What Basis Would Model
The better question is:
What happens to the household plan if the buyer puts 20%, 10%, 5%, or 3% down?
A useful model compares:
- Cash left after down payment and closing costs.
- Monthly payment pressure.
- PMI or mortgage insurance cost.
- Emergency fund coverage after closing.
- Time to reach 20% equity.
- Risk of waiting while rent, home prices, income, or rates change.
- Other uses for cash.
This is where the myth becomes math. "20% down" is one input, not the whole answer.
Key takeaways
- 20% down can reduce loan cost and payment pressure, but it is not a universal requirement.
- Less than 20% down can mean private mortgage insurance or a different loan structure.
- The better question is what each down payment does to cash left, monthly payment, insurance cost, and time.
Frequently asked questions
Is 20% down required to buy a house?
No. Down payment requirements vary by loan and lender. The 20% threshold matters because a conventional loan with less down may require private mortgage insurance or another loan structure.
What is the lowest down payment on a mortgage?
It depends on the loan and lender. The CFPB says many loans require at least 3% down, and many require 5% or more. Program eligibility, credit profile, income, property type, lender rules, and pricing still matter.
Is PMI always bad?
No. PMI is a cost, but it is not automatically a mistake. It can let a borrower buy with less cash upfront. The math depends on the PMI amount, how long it lasts, cash reserves, and what happens if the buyer waits.
What should a buyer compare before deciding?
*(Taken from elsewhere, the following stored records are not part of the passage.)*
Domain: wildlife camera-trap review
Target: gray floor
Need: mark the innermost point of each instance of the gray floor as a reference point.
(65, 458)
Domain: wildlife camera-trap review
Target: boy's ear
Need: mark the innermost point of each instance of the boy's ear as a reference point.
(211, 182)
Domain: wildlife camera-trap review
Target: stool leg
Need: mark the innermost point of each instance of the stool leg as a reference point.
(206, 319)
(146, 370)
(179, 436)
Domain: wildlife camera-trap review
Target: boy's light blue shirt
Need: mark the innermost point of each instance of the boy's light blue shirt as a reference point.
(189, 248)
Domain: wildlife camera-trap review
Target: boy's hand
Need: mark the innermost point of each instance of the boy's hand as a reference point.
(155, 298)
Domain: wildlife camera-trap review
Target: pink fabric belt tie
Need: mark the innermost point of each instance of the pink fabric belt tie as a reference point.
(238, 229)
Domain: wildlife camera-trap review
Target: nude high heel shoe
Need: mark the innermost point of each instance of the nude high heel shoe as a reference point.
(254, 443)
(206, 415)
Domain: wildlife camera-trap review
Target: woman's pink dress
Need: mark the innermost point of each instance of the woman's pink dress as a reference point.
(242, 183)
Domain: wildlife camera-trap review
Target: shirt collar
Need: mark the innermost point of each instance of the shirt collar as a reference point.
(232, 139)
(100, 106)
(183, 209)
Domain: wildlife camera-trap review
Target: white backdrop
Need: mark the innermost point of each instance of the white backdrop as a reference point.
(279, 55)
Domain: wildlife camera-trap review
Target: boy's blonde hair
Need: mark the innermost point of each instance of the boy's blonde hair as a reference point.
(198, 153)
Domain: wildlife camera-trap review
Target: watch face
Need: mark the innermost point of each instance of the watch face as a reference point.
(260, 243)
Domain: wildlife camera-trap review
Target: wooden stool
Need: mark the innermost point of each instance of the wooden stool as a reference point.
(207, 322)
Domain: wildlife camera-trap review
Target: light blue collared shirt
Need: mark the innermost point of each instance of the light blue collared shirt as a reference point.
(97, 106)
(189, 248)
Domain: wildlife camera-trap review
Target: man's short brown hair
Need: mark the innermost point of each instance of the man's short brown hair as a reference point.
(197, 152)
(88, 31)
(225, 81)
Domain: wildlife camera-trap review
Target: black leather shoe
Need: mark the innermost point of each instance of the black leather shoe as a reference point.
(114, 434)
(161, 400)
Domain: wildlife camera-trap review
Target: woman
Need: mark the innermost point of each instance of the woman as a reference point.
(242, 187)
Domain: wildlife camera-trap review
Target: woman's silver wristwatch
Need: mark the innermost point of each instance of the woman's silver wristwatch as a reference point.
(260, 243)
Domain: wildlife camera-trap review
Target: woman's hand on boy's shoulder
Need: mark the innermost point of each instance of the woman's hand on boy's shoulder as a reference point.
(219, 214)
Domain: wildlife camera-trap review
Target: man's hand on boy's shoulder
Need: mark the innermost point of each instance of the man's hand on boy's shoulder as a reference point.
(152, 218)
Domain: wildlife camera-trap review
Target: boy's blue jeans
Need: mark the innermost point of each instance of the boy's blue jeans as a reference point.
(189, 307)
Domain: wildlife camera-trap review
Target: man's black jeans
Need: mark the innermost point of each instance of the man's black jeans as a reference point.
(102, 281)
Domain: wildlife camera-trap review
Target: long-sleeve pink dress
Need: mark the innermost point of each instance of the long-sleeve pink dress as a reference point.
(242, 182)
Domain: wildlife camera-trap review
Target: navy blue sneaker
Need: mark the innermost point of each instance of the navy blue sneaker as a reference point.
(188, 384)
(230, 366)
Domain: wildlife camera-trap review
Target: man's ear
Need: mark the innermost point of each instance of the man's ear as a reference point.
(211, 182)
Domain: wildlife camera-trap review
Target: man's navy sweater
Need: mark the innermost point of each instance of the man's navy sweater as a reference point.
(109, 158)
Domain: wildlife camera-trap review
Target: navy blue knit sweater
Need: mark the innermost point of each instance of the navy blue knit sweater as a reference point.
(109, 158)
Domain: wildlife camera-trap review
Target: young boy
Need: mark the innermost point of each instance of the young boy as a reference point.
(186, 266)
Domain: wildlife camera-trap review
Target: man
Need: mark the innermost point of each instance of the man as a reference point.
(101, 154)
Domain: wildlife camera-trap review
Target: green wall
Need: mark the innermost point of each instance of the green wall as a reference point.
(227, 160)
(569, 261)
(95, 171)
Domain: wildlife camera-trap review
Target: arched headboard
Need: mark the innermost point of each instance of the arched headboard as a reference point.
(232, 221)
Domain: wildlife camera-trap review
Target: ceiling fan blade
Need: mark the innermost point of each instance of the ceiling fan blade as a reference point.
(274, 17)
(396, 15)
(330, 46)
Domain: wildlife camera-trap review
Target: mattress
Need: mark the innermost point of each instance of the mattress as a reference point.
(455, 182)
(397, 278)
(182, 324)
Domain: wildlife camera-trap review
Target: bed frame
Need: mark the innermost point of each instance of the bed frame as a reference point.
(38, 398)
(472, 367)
A useful comparison includes total cash to close, cash left after closing, monthly payment pressure, PMI or mortgage insurance, repair and moving costs, and how long it may take to save more.
Sources
- CFPB: What kind of down payment do I need? - Verifies that down payment requirements vary and that less than 20% can mean PMI or another loan type
- CFPB: Determine your down payment - Verifies cash-left considerations, closing cost context, and the 3%, 5%, 10%, and 20% down payment framing
- CFPB: What is private mortgage insurance? - Verifies what PMI is, who it protects, when it can apply, and why it can increase loan cost
Sources were reviewed on June 18, 2026 unless noted.
Educational only
Basis is not a financial adviser, investment adviser, broker, accountant, attorney, lender, or mortgage broker.